When does your firm need the services of an archeologist or cultural resource management specialist? Section 106 of the National Historic Preservation Act (NHPA) requires that federal and federally assisted or licensed projects take into account the effects of their undertaking on historic properties (cultural resources). The intent of the NHPA and other federal, state, and tribal mandates is to preserve our country’s cultural and historical heritage.

We undertake all phases of Section 106 (National Historic Preservation Act) and other mandated (federal, state, and tribal) cultural resource management compliance efforts.

  • Records Search
  • Survey
  • Evaluation 
  • Mitigation
  • Artifact Analysis
  • Reports
  • Consultations with Native American tribes, the public, other consultants, and governmental offices.
  • Development of Memoranda of Agreement
  • Preparation of National Register of Historic Places nominations
  • Remote sensing
  • GIS capabilities
    All data collected in the field is recorded with Asset Survey Quality Trimble GPS units. ALAC utilizes ProXT and ProXRS GPS receivers to provide real-time, submeter accuracy. Accuracy and quality of the data is further improved through  the use of Pathfinder Office and Arcview 9.3 software.
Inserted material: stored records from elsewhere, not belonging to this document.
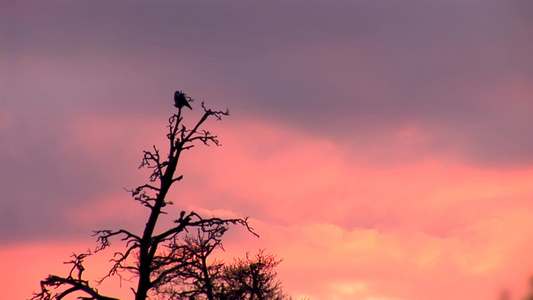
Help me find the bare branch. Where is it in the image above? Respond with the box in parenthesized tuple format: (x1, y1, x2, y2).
(31, 252, 119, 300)
(95, 244, 141, 286)
(93, 229, 141, 251)
(31, 94, 282, 300)
(139, 146, 167, 182)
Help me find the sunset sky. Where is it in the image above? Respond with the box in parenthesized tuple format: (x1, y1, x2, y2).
(2, 1, 533, 299)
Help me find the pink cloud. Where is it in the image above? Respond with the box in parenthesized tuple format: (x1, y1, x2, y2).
(168, 118, 533, 299)
(5, 113, 533, 300)
(4, 2, 533, 299)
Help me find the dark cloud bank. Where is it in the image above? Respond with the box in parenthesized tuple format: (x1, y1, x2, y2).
(1, 0, 532, 242)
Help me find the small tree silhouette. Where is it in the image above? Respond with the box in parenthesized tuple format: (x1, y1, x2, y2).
(222, 250, 287, 300)
(31, 92, 291, 300)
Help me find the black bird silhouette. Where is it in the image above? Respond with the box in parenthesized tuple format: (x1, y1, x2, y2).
(174, 91, 192, 110)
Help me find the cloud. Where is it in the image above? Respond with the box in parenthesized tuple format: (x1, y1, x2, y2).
(0, 111, 162, 242)
(2, 1, 533, 299)
(3, 0, 533, 168)
(2, 105, 533, 299)
(239, 212, 533, 300)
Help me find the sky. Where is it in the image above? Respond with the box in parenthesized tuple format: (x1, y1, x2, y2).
(1, 1, 533, 299)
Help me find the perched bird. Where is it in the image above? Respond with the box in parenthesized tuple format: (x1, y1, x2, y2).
(174, 90, 192, 110)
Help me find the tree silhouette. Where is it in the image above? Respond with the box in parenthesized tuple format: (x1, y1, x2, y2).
(31, 92, 291, 300)
(221, 250, 287, 300)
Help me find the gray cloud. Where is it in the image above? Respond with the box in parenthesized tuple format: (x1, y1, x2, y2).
(0, 110, 121, 243)
(2, 0, 533, 241)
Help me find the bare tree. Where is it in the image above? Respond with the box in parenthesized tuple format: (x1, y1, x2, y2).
(31, 92, 258, 300)
(221, 250, 287, 300)
(152, 227, 228, 300)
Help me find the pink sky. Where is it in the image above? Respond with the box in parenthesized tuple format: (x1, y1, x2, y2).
(2, 1, 533, 299)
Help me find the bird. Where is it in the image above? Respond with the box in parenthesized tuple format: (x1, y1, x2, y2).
(174, 90, 192, 110)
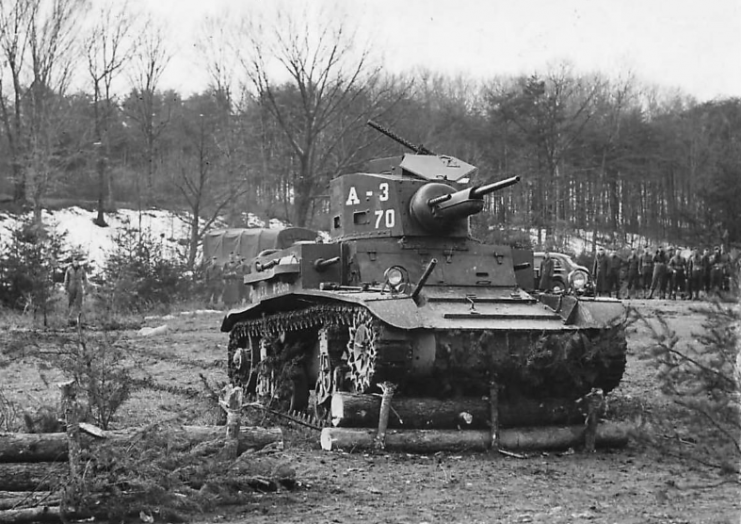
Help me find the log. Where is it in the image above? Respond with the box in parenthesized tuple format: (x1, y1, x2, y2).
(0, 492, 60, 511)
(0, 506, 61, 523)
(0, 463, 67, 492)
(0, 506, 92, 524)
(320, 423, 628, 453)
(330, 393, 588, 430)
(0, 434, 68, 463)
(0, 426, 283, 463)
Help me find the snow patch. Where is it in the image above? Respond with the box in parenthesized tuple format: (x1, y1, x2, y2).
(0, 207, 285, 271)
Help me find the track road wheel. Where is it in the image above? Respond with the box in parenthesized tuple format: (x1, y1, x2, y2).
(346, 316, 377, 393)
(233, 334, 260, 392)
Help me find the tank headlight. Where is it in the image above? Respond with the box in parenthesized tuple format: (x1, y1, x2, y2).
(383, 266, 408, 293)
(570, 270, 587, 290)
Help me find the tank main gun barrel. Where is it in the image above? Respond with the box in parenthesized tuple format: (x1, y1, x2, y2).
(427, 175, 521, 208)
(470, 175, 521, 199)
(367, 120, 436, 155)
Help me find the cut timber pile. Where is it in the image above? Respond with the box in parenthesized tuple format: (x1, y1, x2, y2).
(324, 390, 627, 454)
(0, 383, 285, 524)
(331, 393, 587, 429)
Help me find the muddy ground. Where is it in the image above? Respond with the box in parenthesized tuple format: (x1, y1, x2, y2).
(1, 298, 739, 523)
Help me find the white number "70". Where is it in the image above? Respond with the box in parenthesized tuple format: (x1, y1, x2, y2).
(374, 209, 395, 228)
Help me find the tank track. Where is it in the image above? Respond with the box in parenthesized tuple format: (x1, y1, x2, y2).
(227, 302, 627, 414)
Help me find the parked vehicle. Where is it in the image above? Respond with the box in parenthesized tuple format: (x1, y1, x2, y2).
(222, 122, 625, 425)
(533, 251, 593, 295)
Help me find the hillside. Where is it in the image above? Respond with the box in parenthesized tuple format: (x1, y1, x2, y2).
(0, 207, 284, 270)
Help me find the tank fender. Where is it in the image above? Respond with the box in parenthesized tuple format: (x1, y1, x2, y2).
(221, 290, 425, 332)
(572, 299, 626, 327)
(538, 294, 625, 328)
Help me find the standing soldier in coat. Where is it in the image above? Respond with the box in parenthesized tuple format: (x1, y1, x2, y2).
(668, 249, 686, 300)
(222, 252, 240, 309)
(205, 256, 223, 307)
(661, 246, 675, 298)
(539, 252, 555, 292)
(640, 245, 654, 298)
(687, 248, 704, 300)
(593, 248, 609, 297)
(64, 257, 87, 325)
(709, 246, 724, 295)
(607, 250, 623, 299)
(237, 257, 249, 305)
(719, 245, 731, 291)
(625, 248, 641, 299)
(648, 247, 667, 299)
(701, 247, 712, 294)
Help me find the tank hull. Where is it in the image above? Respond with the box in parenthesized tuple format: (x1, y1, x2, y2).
(224, 289, 627, 414)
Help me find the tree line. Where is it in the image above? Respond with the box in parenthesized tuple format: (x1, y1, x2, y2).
(0, 1, 739, 269)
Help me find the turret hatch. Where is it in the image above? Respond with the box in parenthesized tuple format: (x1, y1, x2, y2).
(400, 154, 477, 182)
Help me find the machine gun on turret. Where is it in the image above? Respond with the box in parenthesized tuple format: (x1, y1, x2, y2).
(367, 119, 436, 155)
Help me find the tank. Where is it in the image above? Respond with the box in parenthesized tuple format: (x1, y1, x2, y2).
(221, 121, 627, 422)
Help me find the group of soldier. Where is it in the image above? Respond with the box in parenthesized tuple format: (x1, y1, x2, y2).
(204, 252, 249, 308)
(593, 244, 734, 300)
All maps and GIS data provided to clients conforms to state guidelines and GIS industry standards.
  • Museum and interpretive exhibits
    In addition to cultural resource management services, ALAC has designed and executed a range of museum exhibits for both private and government entities in the Upper Plains region. Some examples of our exhibit work include exhibits at the Mitchell Prehistoric Indian Village, Historic Fort Randall, Oakwood Lakes State Park, and the Old Courthouse Museum in Sioux Falls, South Dakota. Our staff brings “life” to your exhibit needs.